Current version contains a Clay Quarry and related evaporation tank for packed mud, code/scripts/recipes were all done by Rasm.

A final, more personal note. While working on this I've been surprised by the open hostility and toxicity I received, rather than the help or support I actually expected in a collaborative process.

The Bleeding Edge - Java 25 (updated on May 11 2026)

This part is relevant to squeeze as much performance as possible. The new Java versions support ZGC natively, and that's what I'm going to use. ZGC doesn't offer better performance by itself, but it allows allocation of more than 8Gb, so it's very useful in the HEAVY version that due to some mod bloat is VERY memory hungry, especially as you enter a world.

Here is the direct link to the official Oracle Java 25 download for Windows (notice that the version contained gets updated every few months, latest is 25.0.3+9.1, released April 21, 2026): https://download.oracle.com/graalvm/25/latest/graalvm-jdk-25_windows-x64_bin.zip

Other versions and release notes here: https://www.graalvm.org/downloads/

(Oracle recently discontinued GraalVM, but it's still the best version for performance at this moment.)

Using these specific flags to enable ZGC (these only work on Java 24+, due to "compact headers" support):

-XX:+UnlockExperimentalVMOptions -XX:+UseZGC -XX:+UseCompactObjectHeaders -XX:+AlwaysPreTouch -XX:+ExplicitGCInvokesConcurrent -XX:+ClassUnloadingWithConcurrentMark -XX:+UseStringDeduplication -XX:+OptimizeStringConcat -XX:-OmitStackTraceInFastThrow -Dfml.readTimeout=200 -Xlog:gc+init -Dchipped.datafixers=false

ZGC seems now to be working really well at both 8Gb and 12Gb. If you play the LIGHT version, set both min and max memory to 8192 MiB. If you play the HEAVY version try both min and max memory at 12288 MiB.

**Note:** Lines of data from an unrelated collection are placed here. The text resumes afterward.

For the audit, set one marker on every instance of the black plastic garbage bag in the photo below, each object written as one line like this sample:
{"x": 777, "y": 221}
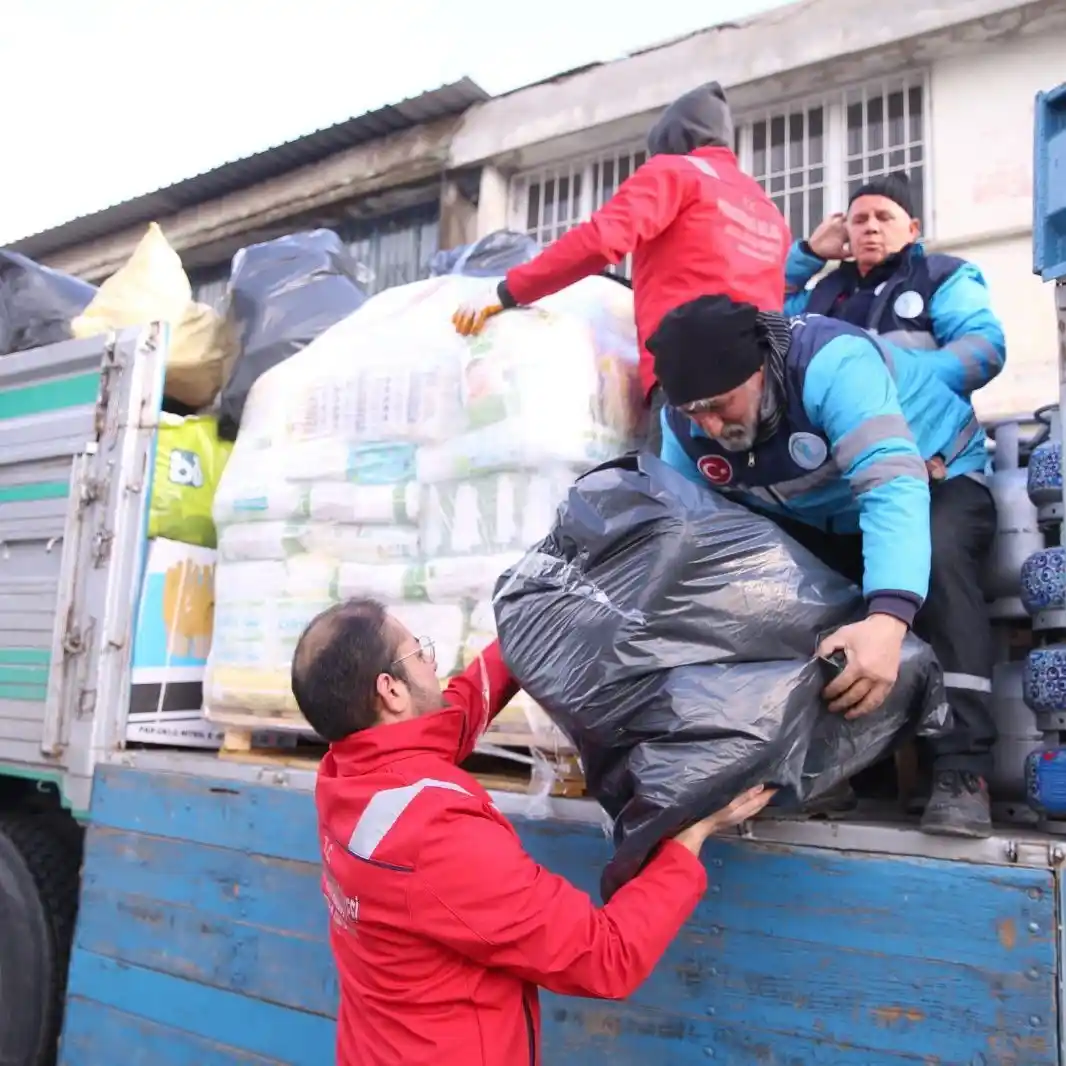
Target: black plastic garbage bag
{"x": 283, "y": 294}
{"x": 493, "y": 256}
{"x": 37, "y": 304}
{"x": 671, "y": 634}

Remember that if you play the Heavy version and set memory at 12Gb then you should have 32Gb of total system memory. This because the amount you set is the base allocation, and the game will overshoot that by at least 20%. Then you also need space for the OS and other processes. If you have 16Gb of total system memory keep the launcher setting at 8Gb, or maybe do some tests at 9 or 10, but do not exceed that.

When setting up the Java version in a launcher like Prism remember to enable the option "skip Java compatibility checks." Otherwise you'll be limited to Java 17.